Les portes de la salle de détente s'ouvrirent sur un pirate vêtu de noir, d'écarlate et d'or.
- Je me fous d'Ezra ! Ce trop jeune capitaine, c'est donc mon Alphang ? Mimee m'a montré tant de photos et de films enregistrés à ce bord ! Ce petit Alphang n'avait rien à voir avec ce capitaine de l'Ocythératops ! Il était décidé, confiant en lui et dans les moyens entre ses mains. Il sera un redoutable adversaire…
Albator s'assit à la table de ses lieutenants, à la totale stupéfaction de ces derniers car cela n'était jamais arrivé en près de cent vingt ans !
- Si Alphang est celui qui s'interpose entre la Coalition Gaïa et moi, je ne pourrai avoir d'états d'âmes ! Et Toshiro a scanné son Ocythératops, tout comme lui a dû le faire pour nous en dépit de sa connaissance de l'Arcadia. Ce croiseur de l'empire que veut devenir Gaïa est affolant de puissance de feu, il nous vaut bien ! Le combat sera serré ! Et si nous perdions… Qui prendrait la relève pour la liberté ? Et qui sauverait la Terre ? Je n'en ai pas les moyens, mais les Nibelungen semblent en avoir fait la promesse à Alphie… Sauf qu'il ne peut plus rien, s'il se souvient seulement de la mission de cœur que notre immortalité lui a confiée… ?
- On ne va pas se battre contre le petit ? se plaignit Kei. C'est au-dessus de mes forces !
- Et des miennes, mais je n'ai pas le choix ! aboya Albator. Si l'Arcadia ne tire pas, l'Ocythératops le fera ! Et moi aussi j'ai à veiller sur un équipage ! Mais je veux encore tenter des choses…
- Oui, capitaine ? firent en chœur Kei et Yattaran.
- Je dois en parler avec Mimee ! Je vais la voir. Et quoi qu'il arrive, que jamais personne ne décide quoi que ce soit contre l'Ocythératops d'Alphang !
- A tes ordres !
Ereinté, le corps douloureux, Alphang s'assit son lit.
- J'ai mal dormi…
- Le lit, ou tes angoisses ? s'enquit Rohg.
- Tu dois le savoir mieux que moi. Ezra t'a préposé à ma surveillance non stop…
- Je ne m'autoriserai plus jamais à pénétrer tes pensées si tu ne me le permets pas. Tu vas bien, Alphie ?
Le jeune homme sourit.
- « Alphie », après tous ces mois, j'apprécie. Notre combat commun mérite cette amitié. Nous avons à nous y raccrocher car nous n'avons que cette certitude face aux traîtrises de la Coalition Gaïa… J'ai dormi, rêvé ?
Le Nibelungen se leva.
- Tu as eu un long repos, mais non paisible, et sans les effets inhibiteurs qu'y distillent les scientifiques de Gaïa. Ta liberté d'esprit et de décision est intacte. J'y veille.

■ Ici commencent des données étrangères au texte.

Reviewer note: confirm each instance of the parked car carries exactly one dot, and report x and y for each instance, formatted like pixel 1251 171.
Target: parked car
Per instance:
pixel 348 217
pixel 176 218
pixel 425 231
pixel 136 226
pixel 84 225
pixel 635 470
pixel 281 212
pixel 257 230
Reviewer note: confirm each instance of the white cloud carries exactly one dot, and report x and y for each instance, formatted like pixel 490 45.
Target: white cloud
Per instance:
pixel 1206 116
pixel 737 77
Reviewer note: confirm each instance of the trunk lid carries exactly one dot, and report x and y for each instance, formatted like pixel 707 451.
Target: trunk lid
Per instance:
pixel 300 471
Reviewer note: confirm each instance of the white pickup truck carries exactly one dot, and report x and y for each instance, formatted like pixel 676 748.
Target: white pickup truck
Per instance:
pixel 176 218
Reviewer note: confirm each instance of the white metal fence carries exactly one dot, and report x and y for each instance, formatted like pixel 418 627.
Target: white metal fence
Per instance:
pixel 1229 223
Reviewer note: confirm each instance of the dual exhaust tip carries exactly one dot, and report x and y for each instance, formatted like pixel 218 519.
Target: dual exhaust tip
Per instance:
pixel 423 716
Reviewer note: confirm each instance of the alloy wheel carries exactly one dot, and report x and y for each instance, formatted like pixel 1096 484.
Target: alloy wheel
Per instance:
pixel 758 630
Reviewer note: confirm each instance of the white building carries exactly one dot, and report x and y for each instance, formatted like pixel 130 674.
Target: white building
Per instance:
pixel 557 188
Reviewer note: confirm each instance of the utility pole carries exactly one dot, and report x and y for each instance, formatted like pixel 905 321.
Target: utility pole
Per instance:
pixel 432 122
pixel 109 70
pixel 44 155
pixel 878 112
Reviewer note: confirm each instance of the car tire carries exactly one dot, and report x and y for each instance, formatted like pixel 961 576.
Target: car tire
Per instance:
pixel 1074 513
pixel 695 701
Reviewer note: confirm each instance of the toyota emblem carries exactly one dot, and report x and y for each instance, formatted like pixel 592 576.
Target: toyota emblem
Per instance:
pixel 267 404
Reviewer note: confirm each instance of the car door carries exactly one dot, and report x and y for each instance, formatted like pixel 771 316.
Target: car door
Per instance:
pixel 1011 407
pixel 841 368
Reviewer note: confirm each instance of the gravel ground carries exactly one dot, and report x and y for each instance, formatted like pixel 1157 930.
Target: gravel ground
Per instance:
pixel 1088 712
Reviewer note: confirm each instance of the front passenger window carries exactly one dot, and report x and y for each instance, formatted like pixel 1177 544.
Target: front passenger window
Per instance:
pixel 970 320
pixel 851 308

- Et si on venait à te faire de mal… ?
- Je te protégerai par-delà la mort.
Alphang gémit et essuya furtivement une larme au bord de ses cils.
- Mon père aurait pu le penser, s'il avait seulement su que j'existais, mais il n'était qu'un mort-vivant. Il n'a jamais rien pu faire. Tout comme je ne peux rien pour lui…
Alphang se rallongea sur son lit.
- J'ai encore un peu de temps, je vais tâcher de dormir un peu.